-Take one cup of water and pour it into a bowl.
-Add two cups of cornstarch.
-Mix it around together for a minute.
You get Oobleck, a non-Newtonian fluid named after a Dr. Seuss book. Oobleck is a strange liquid-solid, akin to silly putty, but far more messy and interesting.
If you pick up Oobleck slowly, it pours off your fingers like water. Stir it around with a slow, steady rhythm, and it looks much like a bowl of milk. It's a runny liquid.
Turn your hand into a fist and punch it, and it immediately hardens. Roll it around swiftly in your hands and fingers, and it stiffly crumbles and rolls into a rigid solid, until it leaves the pressure of your fingers and instantly becomes a liquid again.
When engaged with slow, steady, and smooth movements, Oobleck is malleable and easy to navigate. When engaged with quick, abrupt, forceful changes or stresses, Oobleck offers significant resistance and becomes brittle and inflexible.
Church systems are like Oobleck.
In Leading Up, I wrote about navigating church systems, how each church has a complex life of its own in the same manner of a living organism. Each part affects the other, and each system is unique for every context. Navigating those church systems requires patience, grace, and a smooth and steady leadership.

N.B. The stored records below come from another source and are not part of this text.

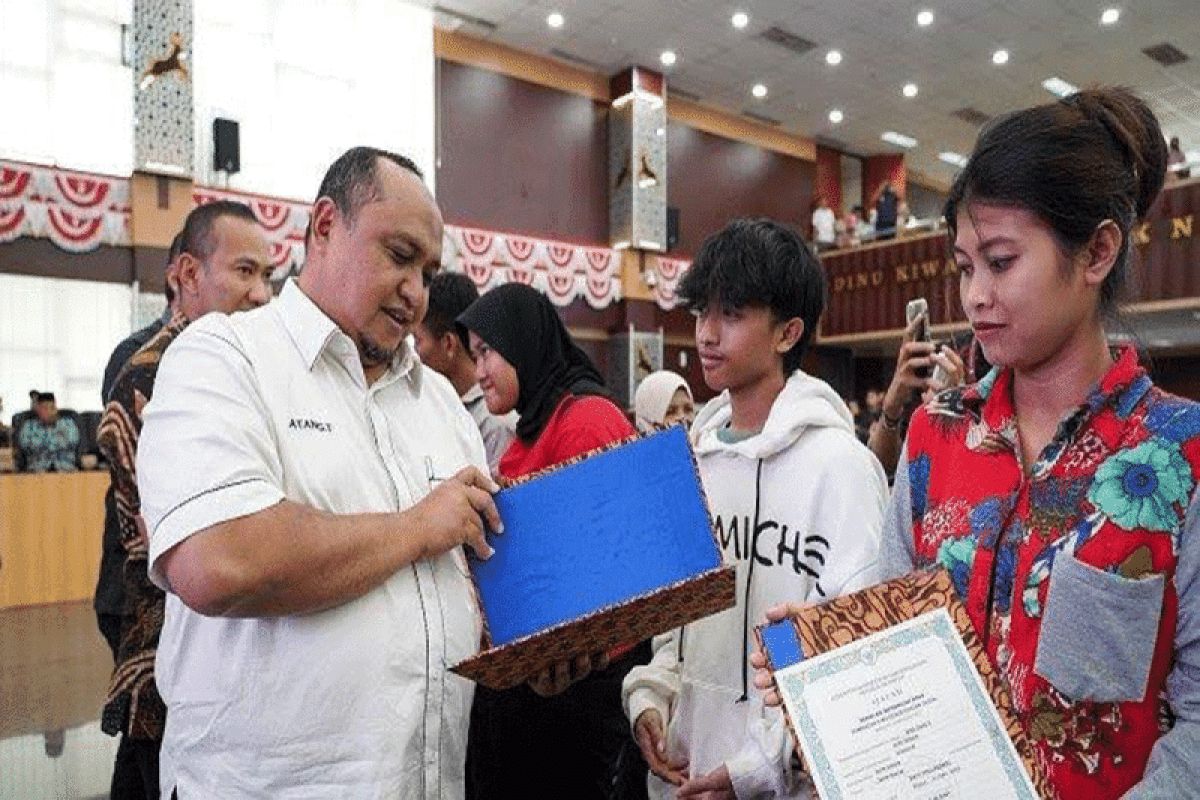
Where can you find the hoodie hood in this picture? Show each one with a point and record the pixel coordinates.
(804, 402)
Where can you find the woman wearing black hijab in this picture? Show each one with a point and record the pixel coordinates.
(556, 737)
(526, 360)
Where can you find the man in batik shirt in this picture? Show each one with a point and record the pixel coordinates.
(225, 265)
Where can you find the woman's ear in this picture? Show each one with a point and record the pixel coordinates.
(1101, 253)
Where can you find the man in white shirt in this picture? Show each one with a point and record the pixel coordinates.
(309, 486)
(441, 348)
(825, 226)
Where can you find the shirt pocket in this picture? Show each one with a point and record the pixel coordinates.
(1098, 632)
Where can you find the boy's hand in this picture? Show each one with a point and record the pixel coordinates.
(763, 680)
(652, 740)
(714, 786)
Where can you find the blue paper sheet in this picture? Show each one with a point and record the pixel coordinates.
(595, 534)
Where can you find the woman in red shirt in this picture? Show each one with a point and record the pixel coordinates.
(562, 734)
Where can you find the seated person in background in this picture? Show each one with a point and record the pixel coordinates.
(796, 499)
(823, 226)
(5, 431)
(441, 348)
(49, 443)
(663, 400)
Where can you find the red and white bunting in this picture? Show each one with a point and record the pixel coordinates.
(81, 211)
(77, 211)
(667, 272)
(561, 270)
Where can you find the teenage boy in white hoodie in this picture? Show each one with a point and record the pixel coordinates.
(797, 503)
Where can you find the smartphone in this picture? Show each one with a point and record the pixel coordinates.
(918, 308)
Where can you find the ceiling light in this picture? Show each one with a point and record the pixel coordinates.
(899, 139)
(1059, 86)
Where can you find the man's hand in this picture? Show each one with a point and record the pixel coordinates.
(714, 786)
(558, 678)
(456, 512)
(652, 739)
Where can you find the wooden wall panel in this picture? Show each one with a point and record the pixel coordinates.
(51, 531)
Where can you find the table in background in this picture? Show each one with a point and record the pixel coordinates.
(51, 535)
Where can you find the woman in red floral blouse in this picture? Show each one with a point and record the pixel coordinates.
(1060, 492)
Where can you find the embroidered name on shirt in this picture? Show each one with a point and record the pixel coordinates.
(310, 425)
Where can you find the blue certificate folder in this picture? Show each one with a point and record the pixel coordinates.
(598, 553)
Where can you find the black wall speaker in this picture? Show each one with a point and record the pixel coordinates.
(672, 227)
(226, 151)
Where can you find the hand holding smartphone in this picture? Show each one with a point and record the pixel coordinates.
(918, 308)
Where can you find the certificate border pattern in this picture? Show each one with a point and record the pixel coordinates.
(935, 624)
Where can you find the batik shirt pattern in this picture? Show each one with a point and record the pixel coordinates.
(1101, 512)
(133, 705)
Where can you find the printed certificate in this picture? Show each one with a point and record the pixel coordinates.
(901, 714)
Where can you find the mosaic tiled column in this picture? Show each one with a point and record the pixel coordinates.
(637, 161)
(163, 115)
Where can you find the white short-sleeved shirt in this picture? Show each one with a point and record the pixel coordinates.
(352, 702)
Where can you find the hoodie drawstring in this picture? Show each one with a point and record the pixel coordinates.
(745, 613)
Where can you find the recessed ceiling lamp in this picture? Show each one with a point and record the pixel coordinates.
(899, 139)
(1059, 86)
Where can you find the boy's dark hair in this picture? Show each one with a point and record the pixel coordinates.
(760, 263)
(450, 294)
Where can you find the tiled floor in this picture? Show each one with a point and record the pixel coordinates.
(54, 668)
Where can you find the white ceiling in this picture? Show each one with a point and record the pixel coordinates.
(882, 47)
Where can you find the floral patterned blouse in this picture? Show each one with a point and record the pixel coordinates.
(1083, 577)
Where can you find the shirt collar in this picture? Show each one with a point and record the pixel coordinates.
(313, 332)
(1121, 388)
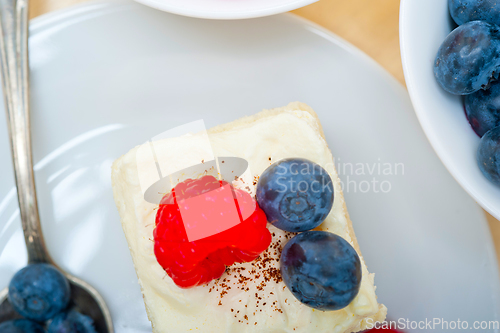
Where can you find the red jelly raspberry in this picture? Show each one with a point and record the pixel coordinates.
(204, 225)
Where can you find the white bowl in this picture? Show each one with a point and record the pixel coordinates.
(424, 24)
(226, 9)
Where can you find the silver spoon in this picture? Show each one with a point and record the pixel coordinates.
(15, 82)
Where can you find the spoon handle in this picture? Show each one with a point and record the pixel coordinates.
(15, 83)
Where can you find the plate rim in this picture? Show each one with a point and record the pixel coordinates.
(226, 15)
(56, 17)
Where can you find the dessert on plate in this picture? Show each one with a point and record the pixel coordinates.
(240, 276)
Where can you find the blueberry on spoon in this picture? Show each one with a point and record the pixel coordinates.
(39, 292)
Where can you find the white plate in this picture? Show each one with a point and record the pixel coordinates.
(107, 76)
(441, 114)
(226, 9)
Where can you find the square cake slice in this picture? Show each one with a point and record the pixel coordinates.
(249, 297)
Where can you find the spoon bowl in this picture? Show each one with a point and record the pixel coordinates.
(15, 84)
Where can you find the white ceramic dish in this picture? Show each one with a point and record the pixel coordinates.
(107, 76)
(441, 114)
(226, 9)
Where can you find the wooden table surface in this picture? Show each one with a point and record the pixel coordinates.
(371, 25)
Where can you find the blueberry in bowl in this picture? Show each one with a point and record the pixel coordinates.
(321, 269)
(488, 155)
(464, 11)
(469, 58)
(296, 194)
(21, 326)
(483, 109)
(39, 291)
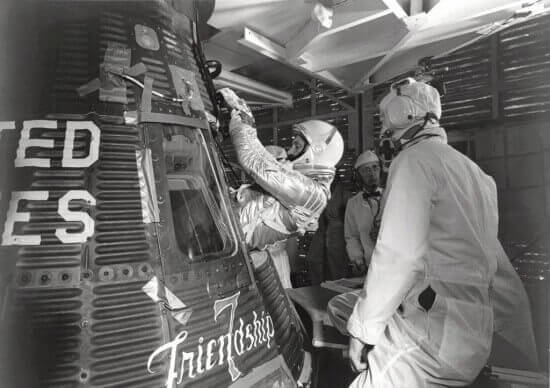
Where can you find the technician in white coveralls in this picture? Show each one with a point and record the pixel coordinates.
(425, 317)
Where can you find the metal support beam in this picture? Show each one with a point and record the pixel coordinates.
(255, 88)
(367, 125)
(265, 46)
(495, 77)
(314, 32)
(333, 98)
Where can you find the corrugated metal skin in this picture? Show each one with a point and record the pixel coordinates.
(288, 330)
(91, 322)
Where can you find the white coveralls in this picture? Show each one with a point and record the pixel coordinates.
(438, 232)
(359, 221)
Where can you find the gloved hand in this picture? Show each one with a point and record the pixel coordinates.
(358, 352)
(239, 108)
(357, 268)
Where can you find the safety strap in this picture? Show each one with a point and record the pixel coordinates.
(165, 118)
(146, 95)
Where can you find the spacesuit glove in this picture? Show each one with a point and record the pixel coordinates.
(238, 106)
(358, 352)
(357, 268)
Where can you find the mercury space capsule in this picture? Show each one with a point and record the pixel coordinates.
(121, 261)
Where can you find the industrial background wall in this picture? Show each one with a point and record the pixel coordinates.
(496, 110)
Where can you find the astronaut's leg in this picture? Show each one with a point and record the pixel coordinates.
(340, 308)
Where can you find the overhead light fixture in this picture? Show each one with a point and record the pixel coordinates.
(323, 15)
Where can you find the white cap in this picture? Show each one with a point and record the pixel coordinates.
(407, 105)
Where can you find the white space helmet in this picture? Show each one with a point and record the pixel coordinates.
(366, 157)
(278, 152)
(325, 144)
(409, 103)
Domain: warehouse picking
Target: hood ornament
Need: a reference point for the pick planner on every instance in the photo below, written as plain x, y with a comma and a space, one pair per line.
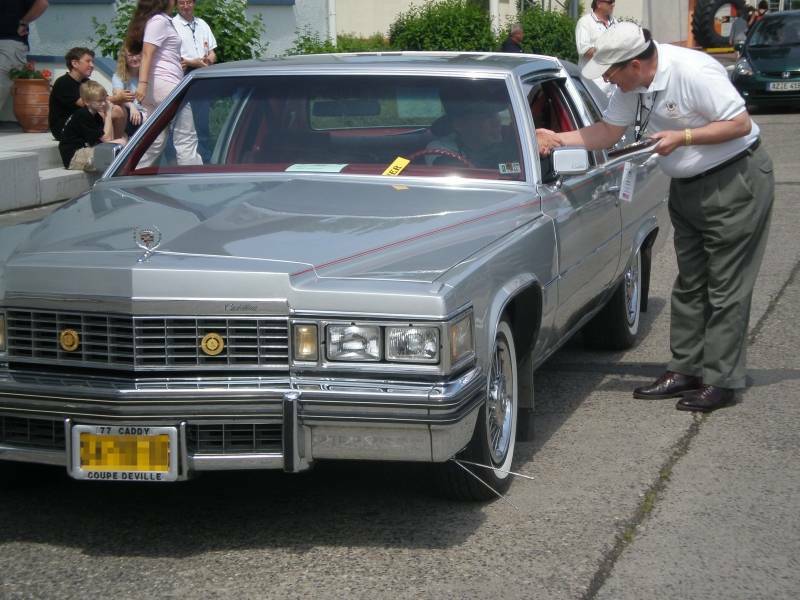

Make abrupt, swift changes and address people with sudden force, and you'll meet a great deal of resistance. Add significant unaddressed stress to people's lives, and they'll be far less open to change.
Make slow, smooth, steady changes, and you'll be met with far more flexibility and a willingness to move. Address people and their stresses with steady rhythms and even tones, and you'll find people more open to change and growth.
Just like Oobleck, it's always a bit messy.
How are you navigating your own church system?